Für DIE LINKE steht fest, dass es mit dem ungebremsten Wildwuchs der sogenannten »Finanzinnovationen« nicht weitergehen darf. Wir forderten eine Umkehr des bisherigen Verfahrens. Statt alle Finanzprodukte als erlaubt zu betrachten, solange sie nicht ausdrücklich verboten sind, sollte nur das erlaubt sein und in Verkehr gebracht werden dürfen, was vorher durch einen Finanz-TÜV zugelassen würde. Und: bei der Zulassungsprüfung muss nicht der Finanz-TÜV beweisen, dass Produkte unsicher oder gefährlich sind, sondern die Anbieter von Finanzinstrumenten müssen nachweisen, dass ihre Produkte sinnvoll, sicher und beherrschbar sind.
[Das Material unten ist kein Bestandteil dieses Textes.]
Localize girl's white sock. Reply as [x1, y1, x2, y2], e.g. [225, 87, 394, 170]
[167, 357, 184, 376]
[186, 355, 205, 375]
Für alle Finanzinstrumente und -akteure würde damit eine europaweite Zulassungsprüfung eingeführt, bei der gesellschaftliche, volkswirtschaftliche sowie verbraucherschutzrelevanter Kriterien geprüft werden könnten. Der Finanz-TÜV ist keine abgehobene Idee, sondern orientiert sich als Verfahren an staatlich eingeübter und bewährter Praxis wie z.B. der Arzneimittelregulierung. Noch mehr als bei technischen Geräten, Anlagen und Autos dürfen auch Medikamente nur nach einer gründlichen Prüfung und Zulassung in Betrieb gehen bzw. in Verkehr gebracht werden. Würde unser Konzept eines Finanz-TÜV umgesetzt, würde der Finanzmarkt auf einen Bruchteil seiner Umsätze und Finanzinstrumente geschrumpft und entsprechend die Komplexität und das Risiko von Finanzkrisen drastisch gesenkt werden können. Die Finanzaufsicht – auf nationaler und europäischer Ebene – hätte überhaupt erst wieder ernsthafte Chancen, das Finanzsystem tatsächlich zu beaufsichtigen und einen Überblick zu wahren, würde dadurch aber nicht überflüssig.
Schon bei der Einrichtung der drei europäischen Finanzaufsichtsbehörden hat DIE LINKE kritisiert, dass dadurch das Konzept einer Allfinanzaufsicht, wie es der deutschen Finanzaufsicht BaFin – wenngleich in deren Praxis noch nicht befriedigend verwirklicht – zu Grunde liegt, unterminiert wird. Wir plädieren daher auf europäischer Ebene für eine Allfinanzaufsicht und – zur Vermeidung von Interessenkonflikten – für eine Trennung der operativen europäischen Bankenaufsicht von der EZB.
Wir Freie Demokraten sehen die Debatte um eine Reform des europäischen Systems der Finanzaufsicht als noch nicht abgeschlossen an. Grundsätzlich halten wir die der Europäischen Finanzaufsicht übertragenen Kompetenzen als geeignet, damit die europäischen Aufsichtsbehörden ihre Aufgaben wahrnehmen können. Die europäischen Aufsichtsbehörden leisten dabei einen wichtigen Beitrag für ein levelplayingfield in der Finanzmarktregulierung. Wichtig ist, dass sie ihre Arbeit im Rahmen ihrer Mandate wahrnehmen und die Grundsätze der Proportionalität und Subsidiarität gewahrt werden.
Noch keine explizite Beschlusslage der AfD zu diesen zum Teil speziellen Themen. Wir teilen aber die meisten lhrer Bedenken – insbesondere bzgl zu komplexer Regulierung und zur HFT-Problematik, die die ldee nachhaltigen lnvestierens völlig konterkariert.